If we analyze companies using financial ratios, I believe we can adopt the same concept to keep track of our financial health.

The personal financial ratios aim to serve as warning signals and help detect any deterioration in my financial position. And if situation arises, I can take any necessary actions such as altering my expenditure pattern or evaluate my goals.

Here are some ratios to use which I have classified them accordingly:

1) Solvency

Purpose - indicates the probability that an individual will become bankrupt
Equation - net worth / total assets
Implication - the higher the ratio, the stronger is my financial position
Warning bell - negative = insolvent

2) Liquidity

Purpose - measures my ability to pay off the short-term liabilities
Equation - current (liquid) assets / current liabilities
Implication - the higher the ratio, the stronger is my current financial situation
Warning bell - lower than 1.0

3) Savings

Purpose - measures the proportion of my income saved in a year
Equation - cash surplus / total annual income
Implication - 40% of my net earned income which should translate to higher ratio
Warning bell - negative = over-spending (except for one-off, big-ticket items)

4) Debt Service

Purpose - measures my ability to service loan payment in a prompt and timely fashion
Equation - total annual cash loan payment / total annual income
Implication - the smaller the ratio, the better is my ability to service the loans
Warning bell - more than 0.4 = too highly leveraged

5) Gearing

Purpose - measures how much leverage I have undertaken to acquire my assets
Equation - long-term liabilities / total assets
Implication - the higher the ratio, the higher the probability of bankruptcy
Warning bell - current cash flow can't pay off monthly loan repayment

For myself, I use the ratios monthly when I consolidate my personal financial figures (of income, expenditure, cash budget etc.)

But I do make it a point as not to get too disappointed should one of the ratios fall below the benchmark due to specific circumstances. Otherwise, we will be living in a highly regulated personal system that literally adds more stress, just like a pressure-cooker.

My objective is to keep within the framework as much as I can while focusing on my financial targets. My achievements are documented when I exceed my expectation.

How about you? Did you try the ratios? If not, go on....take 15 minutes break and do a quick calculation. See the results personally.


  1. How about the following?

    1. Net profit = (total income - all expenditure)/total income

    2. cash conversion cycle - how fast you convert your labor into cash (for employed) or how fast your goods turn into cash (for those selling stuff)

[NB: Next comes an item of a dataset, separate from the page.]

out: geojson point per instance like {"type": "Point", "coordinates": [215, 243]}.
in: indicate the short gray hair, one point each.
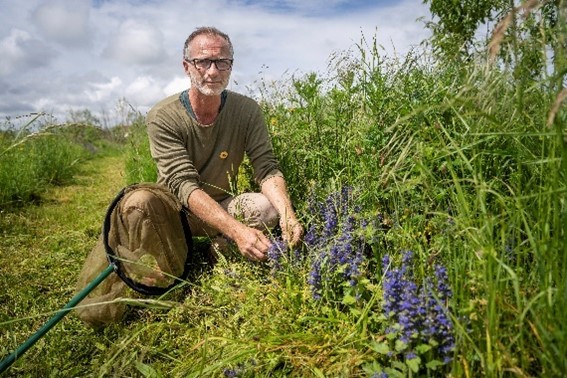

    Since you did it on a monthly basis, you should change some of the ratios to reflect your it monthly, otherwise how to calculate the difference between the savings from say May and June?

    I think the pt of having such exercise is to force you to get financially in shape. If you don't feel stressed when you're not performing to benchmark, you shouldn't be doing this exercise in the first place.

  2. Hello Ken,

    Thanks for the inspiration! Since I don't "see" numbers, I think I will construct something similar but in "graphical" way instead.

    Like one of those "Dashboards" now used by management today:

    I think I will start with a quarterly review since I move at a slower pace.

  3. Hi Singapore Man of Leisure

    Thanks for visiting! I agree dashboards are useful for getting visual snapshots.

    At a glance, we will get the picture easily.

    Thanks for the link.


  4. Will try now. Although my financial situation is nowhere near good. :\ Thanks for the idea, though, would be nice to know! :)

    Cheap international calls

  5. Thanks Jimmy for dropping by :) Good luck and all the best!